3. VectorStore (Component)
Operates as a component managed by the Engine, handling vector similarity search.
- Vector Index: Supports HNSW, IVF, and Flat index types.
- Embedder: Automatic text/image to vector embedding.
- Distance Metrics: Cosine, Euclidean, and DotProduct similarity.
graph TD
subgraph "Application Layer"
User[User / App]
Req[SearchRequest]
end
subgraph "Iris Engine"
E[Engine]
subgraph "Components"
VS[VectorStore]
LS[LexicalStore]
DS[DocumentStore]
WAL[Write-Ahead Log]
end
Fusion[Result Fusion]
end
subgraph "Storage Layer"
FS[FileStorage / Mmap]
end
%% Flows
User -->|index/search| E
E --> VS
E --> LS
E --> DS
E --> WAL
LS --> FS
VS --> FS
DS --> FS
WAL --> FS
%% Search Flow
Req --> E
E -->|Vector Query| VS
E -->|Keyword Query| LS
VS -->|Hits| Fusion
LS -->|Hits| Fusion
Fusion -->|Unified Results| User
Storage Layer
All components abstract their storage through a Storage trait, allowing seamless switching between:
- Memory: For testing and ephemeral data.

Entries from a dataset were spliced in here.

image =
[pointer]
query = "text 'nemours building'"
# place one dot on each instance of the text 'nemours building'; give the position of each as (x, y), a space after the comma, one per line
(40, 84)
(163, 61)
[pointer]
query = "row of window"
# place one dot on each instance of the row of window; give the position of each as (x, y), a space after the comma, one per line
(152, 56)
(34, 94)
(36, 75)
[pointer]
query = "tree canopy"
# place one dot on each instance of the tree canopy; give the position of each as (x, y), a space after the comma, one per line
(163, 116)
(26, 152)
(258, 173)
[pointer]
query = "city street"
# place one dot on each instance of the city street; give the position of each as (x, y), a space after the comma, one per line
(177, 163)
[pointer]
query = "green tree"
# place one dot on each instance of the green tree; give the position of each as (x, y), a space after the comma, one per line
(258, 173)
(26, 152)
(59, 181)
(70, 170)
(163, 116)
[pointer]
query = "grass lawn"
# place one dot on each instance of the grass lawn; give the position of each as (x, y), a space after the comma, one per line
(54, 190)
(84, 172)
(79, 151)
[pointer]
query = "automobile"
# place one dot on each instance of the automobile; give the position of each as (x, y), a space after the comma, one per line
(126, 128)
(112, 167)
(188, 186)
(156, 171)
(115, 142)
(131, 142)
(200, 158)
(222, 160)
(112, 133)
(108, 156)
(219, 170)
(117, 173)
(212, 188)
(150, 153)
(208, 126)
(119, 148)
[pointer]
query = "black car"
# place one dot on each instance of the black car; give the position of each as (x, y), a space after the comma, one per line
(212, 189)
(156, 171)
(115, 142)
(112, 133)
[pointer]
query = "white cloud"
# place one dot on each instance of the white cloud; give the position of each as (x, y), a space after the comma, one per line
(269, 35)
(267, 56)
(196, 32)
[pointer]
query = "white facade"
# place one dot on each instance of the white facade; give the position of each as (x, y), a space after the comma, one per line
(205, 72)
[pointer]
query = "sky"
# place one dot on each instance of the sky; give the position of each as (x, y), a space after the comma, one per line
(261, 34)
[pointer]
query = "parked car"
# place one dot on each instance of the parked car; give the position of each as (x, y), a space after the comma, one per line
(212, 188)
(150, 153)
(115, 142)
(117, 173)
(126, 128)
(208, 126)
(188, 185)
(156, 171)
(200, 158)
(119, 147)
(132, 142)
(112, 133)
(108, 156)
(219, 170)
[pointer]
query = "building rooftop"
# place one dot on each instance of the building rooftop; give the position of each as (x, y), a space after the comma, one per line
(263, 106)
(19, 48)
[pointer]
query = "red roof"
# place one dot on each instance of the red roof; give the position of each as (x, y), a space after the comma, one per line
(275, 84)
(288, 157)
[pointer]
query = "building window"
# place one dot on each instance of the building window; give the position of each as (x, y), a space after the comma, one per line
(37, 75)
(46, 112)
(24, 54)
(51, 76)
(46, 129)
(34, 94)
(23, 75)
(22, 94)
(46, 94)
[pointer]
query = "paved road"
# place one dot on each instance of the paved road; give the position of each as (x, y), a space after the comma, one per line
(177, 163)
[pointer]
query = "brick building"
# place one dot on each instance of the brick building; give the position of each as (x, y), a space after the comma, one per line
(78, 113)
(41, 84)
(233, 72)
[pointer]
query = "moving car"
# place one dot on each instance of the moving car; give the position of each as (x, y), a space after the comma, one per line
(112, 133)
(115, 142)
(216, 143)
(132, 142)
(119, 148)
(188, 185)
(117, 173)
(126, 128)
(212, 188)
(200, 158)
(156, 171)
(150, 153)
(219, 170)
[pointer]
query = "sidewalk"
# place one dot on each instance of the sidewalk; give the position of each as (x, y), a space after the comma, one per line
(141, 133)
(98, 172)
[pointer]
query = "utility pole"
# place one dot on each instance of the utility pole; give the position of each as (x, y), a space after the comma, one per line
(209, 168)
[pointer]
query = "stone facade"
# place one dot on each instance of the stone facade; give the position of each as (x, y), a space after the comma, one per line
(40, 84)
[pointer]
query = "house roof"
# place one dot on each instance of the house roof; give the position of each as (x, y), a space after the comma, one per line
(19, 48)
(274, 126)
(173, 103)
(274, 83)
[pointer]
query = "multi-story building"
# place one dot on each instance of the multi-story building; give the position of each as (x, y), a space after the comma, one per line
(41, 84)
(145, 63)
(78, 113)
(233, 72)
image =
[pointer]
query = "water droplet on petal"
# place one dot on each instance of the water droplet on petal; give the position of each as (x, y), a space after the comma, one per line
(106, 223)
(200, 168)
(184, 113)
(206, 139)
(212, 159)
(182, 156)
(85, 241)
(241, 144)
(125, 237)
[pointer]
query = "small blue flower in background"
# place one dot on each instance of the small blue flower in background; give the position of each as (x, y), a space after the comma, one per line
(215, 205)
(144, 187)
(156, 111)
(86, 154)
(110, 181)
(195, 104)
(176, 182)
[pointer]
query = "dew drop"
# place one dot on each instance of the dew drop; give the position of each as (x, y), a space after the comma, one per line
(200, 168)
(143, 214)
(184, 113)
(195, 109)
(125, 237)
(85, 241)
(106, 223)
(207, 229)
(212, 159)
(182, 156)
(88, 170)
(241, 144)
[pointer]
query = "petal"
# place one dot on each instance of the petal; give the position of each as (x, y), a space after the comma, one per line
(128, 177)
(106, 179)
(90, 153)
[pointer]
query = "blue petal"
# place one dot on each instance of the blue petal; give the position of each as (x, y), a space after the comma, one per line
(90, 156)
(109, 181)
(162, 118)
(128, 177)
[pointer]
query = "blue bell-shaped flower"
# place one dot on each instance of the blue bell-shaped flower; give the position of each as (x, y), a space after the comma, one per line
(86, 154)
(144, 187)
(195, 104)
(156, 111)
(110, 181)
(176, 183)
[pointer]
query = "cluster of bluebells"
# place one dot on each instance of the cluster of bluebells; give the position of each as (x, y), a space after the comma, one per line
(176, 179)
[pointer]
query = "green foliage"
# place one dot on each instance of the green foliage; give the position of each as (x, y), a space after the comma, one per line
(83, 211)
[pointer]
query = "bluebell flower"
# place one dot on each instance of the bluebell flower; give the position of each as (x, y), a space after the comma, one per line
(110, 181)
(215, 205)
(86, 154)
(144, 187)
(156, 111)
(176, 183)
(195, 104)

- File: For persistent on-disk storage.
- Mmap: For high-performance memory-mapped file access.
Component Structure
Each store follows a simplified 4-member structure pattern:
#![allow(unused)]
fn main() {
pub struct LexicalStore {
index: Box<dyn LexicalIndex>,
writer_cache: Mutex<Option<Box<dyn LexicalIndexWriter>>>,
searcher_cache: RwLock<Option<Box<dyn LexicalIndexSearcher>>>,
doc_store: Arc<RwLock<UnifiedDocumentStore>>,
}
pub struct VectorStore {
index: Box<dyn VectorIndex>,
writer_cache: Mutex<Option<Box<dyn VectorIndexWriter>>>,
searcher_cache: RwLock<Option<Box<dyn VectorIndexSearcher>>>,
doc_store: Arc<RwLock<UnifiedDocumentStore>>,
}
}
This pattern provides:
- Lazy Initialization: Writers and searchers are created on-demand.
- Cache Invalidation: Searcher cache is invalidated after commit/optimize.
- Shared Document Store: Both stores share the same document storage.